17 Nisan 2016 Pazar

Şükretmek, Gülümsemek üzerine…




Gülümsüyorum bazen sebebi yok :) Gülümsedikçe daha da gülümsüyorum. Ağzım iyice büyüyor :))) Kocaman oluyor. Neden insana bu kadar iyi geliyor bilmem… Ama fark ettim ki sihirli bir anahtar bu. Her kapıyı açan. Birde diyorlar ki; para her kapıyı açar. Yalan! Asıl gülümsemek açıyor tüm kapıları. Gülümsemek insanı insan yapıyor. Anlamlı kılıyor. Anlam arayıp duruyorum ben… Gülümsediğinde anlamın içinde buluveriyor insan kendini… Önce iyi hissettiriyor… Sonra da harekete geçiriyor. Daha ne olsun… Kısa yol tuşu gibi. Başınız mı daraldı bu kısa yol tuşunu kullanın bakın nasıl işe yarıyor…

“Gülümseyecek ne var ki şu hayatta…” modunda oluyoruz bazen de, belki de sıklıkla. O zaman da “şükür” kumandasına basmak gerekiyormuş. Şükür kumandasına basınca gülümsemek otomatik yapışıveriyor suratına. Dudaklar hafiften aralanıyor, surattaki kaslar birden yumuşamaya başlıyor…

Şükür öyle bir kumanda ki odağını değiştiriyor. Pat diye bize bahşedilenlere odaklanıyoruz. Bunun öyle büyük bir şey olmasına bile gerek yok, bence sevdiğiniz bir eşyayı hatırlamanız bile yeterli. Mesela sevdiğim bir yüzüğümü düşündüğümde bile mutlu olduğumu fark ettim. Yüzüğe gelene kadar elbette sağlık, nefes milyonlarca şükredecek şey olduğunu fark ediyor insan.

Ben önceleri şükretmeyi, kanaatkâr olmakla kanaatkâr olmayı da daha fazlasını istememekle aynı şey sanıyordum. Oysa şimdi anlıyorum ki; daha fazlası gelse bile şükredemedikçe, insan göremiyor gelenleri. Gelenler bir şey ifade etmiyor. Seninle olanlara şükredemeyince anlamlı olmuyor gelenler hatta belki yoruyor insanı, yük oluyor.

Belki bir tarafımız isteklerimizi yük olarak gördüğünden, diğer tarafımız bu isteklerimizi hızla bizden uzaklaştırıyordur. Çünkü bilinçaltı ne yapıp edip bildiği yöntemle bizi korumaya ayarlı. Yani sırf şükredemediğimiz için bir elimizle istediklerimizi diğer elimizle itiyoruzdur belki de. Şükretmek, bizimle olanlara teşekkür etmek.
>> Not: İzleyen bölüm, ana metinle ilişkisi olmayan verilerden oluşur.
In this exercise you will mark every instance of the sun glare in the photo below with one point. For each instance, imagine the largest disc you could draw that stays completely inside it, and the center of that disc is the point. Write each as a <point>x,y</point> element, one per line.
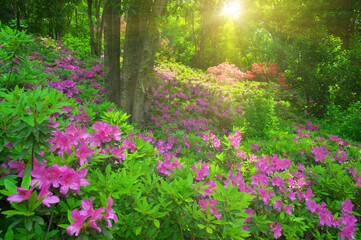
<point>232,9</point>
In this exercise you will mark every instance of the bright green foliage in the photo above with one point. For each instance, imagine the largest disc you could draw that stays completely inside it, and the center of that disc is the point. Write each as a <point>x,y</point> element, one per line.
<point>25,120</point>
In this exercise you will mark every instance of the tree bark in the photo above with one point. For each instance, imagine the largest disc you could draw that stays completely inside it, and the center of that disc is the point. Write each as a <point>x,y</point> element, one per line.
<point>91,27</point>
<point>141,40</point>
<point>112,51</point>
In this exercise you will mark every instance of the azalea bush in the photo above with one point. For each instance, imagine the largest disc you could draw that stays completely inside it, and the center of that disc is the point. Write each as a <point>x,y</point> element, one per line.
<point>218,159</point>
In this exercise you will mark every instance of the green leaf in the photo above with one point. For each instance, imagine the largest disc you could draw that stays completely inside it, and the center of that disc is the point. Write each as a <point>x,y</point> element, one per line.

ONLARIN BİZE VERDİĞİNE KARŞILIK VERMEK. Bu karşılığı veremedikçe üzerimizde yükler biriktiriyoruz.  Bu bir tür denge ihtiyacı bence.

Svagito R. Liebermeister, Sevginin Kökleri kitabında buna denge duyarlılığı diyor. Ve bu gücün bizi yönettiğini söylüyor. Örneğin; birisinden bir hediye aldığımızda karşılığında bir şey yapmak isteriz en azından bir teşekkür etme ihtiyacına gireriz. Bu teşekkür, hediyeyi veren tarafından alınmazsa o kişi bir boşluk hissedecektir. Teşekkür ettiğimizde ise tamamlanmış bir alma – verme dengesi oluşacaktır.

 “Alışverişi eğlence veya sevgiyle yaptığımızda, aramızdaki bağı derinleştiren bir momentum yaratırız. İlişkiler bu dengeleme çabasının çeşitliliği ile zenginleşip gelişirler” diyor Liebermeister. Bu insanlar arasındaki ilişki olabileceği gibi, bir eşya, bir statü, ya da evrenle aramızdaki ilişki de olabilir bence.

Şükür bu dengeyi kurabilmenin bir yolu diye düşünüyorum. Şükrettiğimizde içimizde oluşan rahatlamanın nedeni denge kurulması belki de.